We didn‘t use that facility, but stuck to Bluetooth handsfree, fast to connect and easy to use, with a clear microphone. You can see a voice-control button on the steering wheel, that doesn‘t work here unless you‘re using Apple CarPlay/Android Auto – or you‘ve optioned up to the 10-inch screen with the Satnav that comes with it and accesses the Traffic Sign Assist. The upgrade will do a lot more than that – you‘ll voice control such a huge array of stuff, switching it on via the phrase “Hey Mercedes”. You can even complain of cold and have it turn the temperature up for you…

Photo: Sprinter brings car infotainment systems to vans, complete with large touchscreens.

Photo: Steering wheel buttons include a tiny swipe pad left and right to control different options with a single thumb swipe.
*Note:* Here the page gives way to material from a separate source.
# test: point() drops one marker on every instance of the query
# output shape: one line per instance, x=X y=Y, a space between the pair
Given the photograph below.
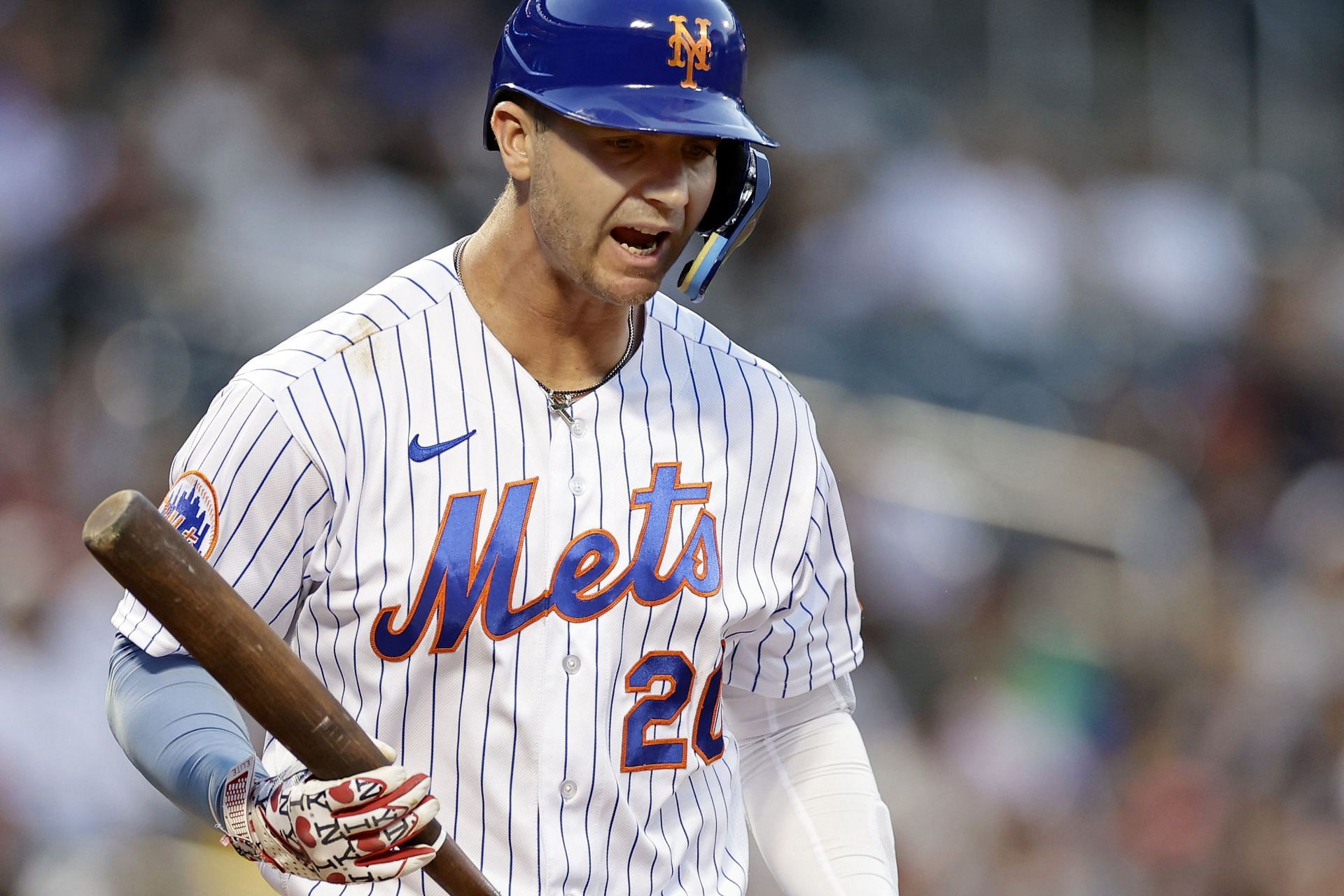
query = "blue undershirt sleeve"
x=176 y=726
But back to general spec, and now factor in levels of safety and security tech enough for an HR manager‘s nirvana, certainly if safety in the workplace is as important to them as it will be to the driver using this van. The list includes Attention Assist, Hill Start Assist, Acceleration Skid Control, Brake Assist of course with ABS and ESP, Crosswind Assist, Enhanced Understeer Control, Load Adaptive Control, Rollover Mitigation, Roll Movement Intervention, ESP Trailer Stabilisation, and of course an excellent reversing camera with useful guidelines which curve as you turn the wheel so you know exactly where you‘re heading. Sadly there‘s no space here to describe them all in detail, but suffice to say this Sprinter will help an average driver avoid skidding, rolling, yawing, blowing across the road in a gale, or fishtailing with a trailer hooked up.
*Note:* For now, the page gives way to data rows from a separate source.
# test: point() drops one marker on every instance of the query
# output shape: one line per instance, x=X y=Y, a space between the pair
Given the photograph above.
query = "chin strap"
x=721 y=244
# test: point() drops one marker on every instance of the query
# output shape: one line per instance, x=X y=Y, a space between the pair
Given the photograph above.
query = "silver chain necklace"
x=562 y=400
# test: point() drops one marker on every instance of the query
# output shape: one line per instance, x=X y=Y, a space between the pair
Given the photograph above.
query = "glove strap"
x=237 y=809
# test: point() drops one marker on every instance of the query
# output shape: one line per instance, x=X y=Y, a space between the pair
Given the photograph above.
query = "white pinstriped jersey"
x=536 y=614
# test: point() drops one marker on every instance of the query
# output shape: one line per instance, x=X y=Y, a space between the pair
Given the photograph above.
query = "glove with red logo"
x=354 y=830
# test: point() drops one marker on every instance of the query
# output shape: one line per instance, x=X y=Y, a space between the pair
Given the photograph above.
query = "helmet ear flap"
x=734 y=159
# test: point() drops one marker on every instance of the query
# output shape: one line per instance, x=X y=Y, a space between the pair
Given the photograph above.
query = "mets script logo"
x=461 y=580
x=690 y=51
Option packs come with stuff like Active Distance Control which will automatically maintain distance from the vehicle in front to reduce stress on drivers in motorway or stop-go traffic ($1314 incl GST), the excellent Blind Spot Assist which warns if something‘s in a vehicle‘s blind spot – especially useful in panel vans ($704 incl GST), Active Lane Keep Assist which uses pulsed vibration of the steering wheel to tell you if you‘re drifting, and will even use one-sided brake interventions to help return to lane ($683 incl GST), and a 360-degree parking camera ($1668 incl GST).
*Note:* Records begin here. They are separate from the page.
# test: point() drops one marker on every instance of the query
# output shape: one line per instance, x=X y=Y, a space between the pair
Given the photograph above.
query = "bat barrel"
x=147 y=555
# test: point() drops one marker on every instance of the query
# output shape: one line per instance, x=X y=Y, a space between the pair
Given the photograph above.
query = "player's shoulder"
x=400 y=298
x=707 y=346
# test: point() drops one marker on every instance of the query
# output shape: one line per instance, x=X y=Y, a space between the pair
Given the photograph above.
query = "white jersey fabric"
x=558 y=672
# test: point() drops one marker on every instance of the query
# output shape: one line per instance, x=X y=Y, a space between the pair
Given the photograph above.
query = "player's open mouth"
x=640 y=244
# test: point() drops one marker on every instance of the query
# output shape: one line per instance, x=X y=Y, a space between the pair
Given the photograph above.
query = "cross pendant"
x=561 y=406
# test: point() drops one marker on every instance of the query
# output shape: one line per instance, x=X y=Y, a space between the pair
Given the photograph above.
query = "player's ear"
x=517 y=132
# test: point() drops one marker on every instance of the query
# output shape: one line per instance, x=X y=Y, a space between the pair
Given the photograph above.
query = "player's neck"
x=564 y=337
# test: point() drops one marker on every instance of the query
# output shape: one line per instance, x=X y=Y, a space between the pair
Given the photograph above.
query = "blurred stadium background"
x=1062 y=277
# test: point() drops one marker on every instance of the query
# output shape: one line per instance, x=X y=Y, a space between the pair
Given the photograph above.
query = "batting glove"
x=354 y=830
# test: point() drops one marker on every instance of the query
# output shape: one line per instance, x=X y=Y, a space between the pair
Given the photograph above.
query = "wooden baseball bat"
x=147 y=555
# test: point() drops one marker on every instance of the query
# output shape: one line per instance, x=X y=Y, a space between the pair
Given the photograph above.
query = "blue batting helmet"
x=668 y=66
Photos: Simplico racks and drawers by Sortimo – many configurations of workstation and racks are available.

Our test vehicle also showcased a Simpleco storage set-up by Sortimo, with lightweight racks to hold a wide variety of shelves, containers and drawers, with pull-out tool and component cases and all sorts, each using a simple slot-in system which prevents anything sliding out. Robust, and easily removed – upgrade your van, carry the kit across. Good stuff. As for piloting it, this Sprinter is as close to driving a passenger car as anything this tall and long can be. There‘s a little travel in the accelerator pedal before it picks up which you‘ll be used to within the first few kilometres. Otherwise, anything you need to access in terms of accessories is easily in reach, there are plenty of storage spaces, travel is about as quiet as any large van – and the sound system ably overcomes it when listening to the radio, or managing phone calls. Sprinter has cup holders in sizes for cans of energy drink, takeaway coffee cups and standard water bottles.

The only problem we encountered on a mixed test drive of motorway and open road, industrial estate and urban gridlock plus hilly, bendy rural roads, with a bit of gravel thrown in, was the usual blind spots on acute junctions that driving any panel van involves. Otherwise, the enormous mirrors and the reversing camera do their best to keep you grounded. We weren‘t able to sample Sprinter loaded as our usual 500kg pallet wouldn‘t fit alongside the equipment racks, but based on past performance, there should be few complaints. Except, that is, from anyone missing the good old days, when windows steamed up, there was nowhere to put your drink, and you had to be an expert on brake and throttle to manage inclement weather and slippery roads.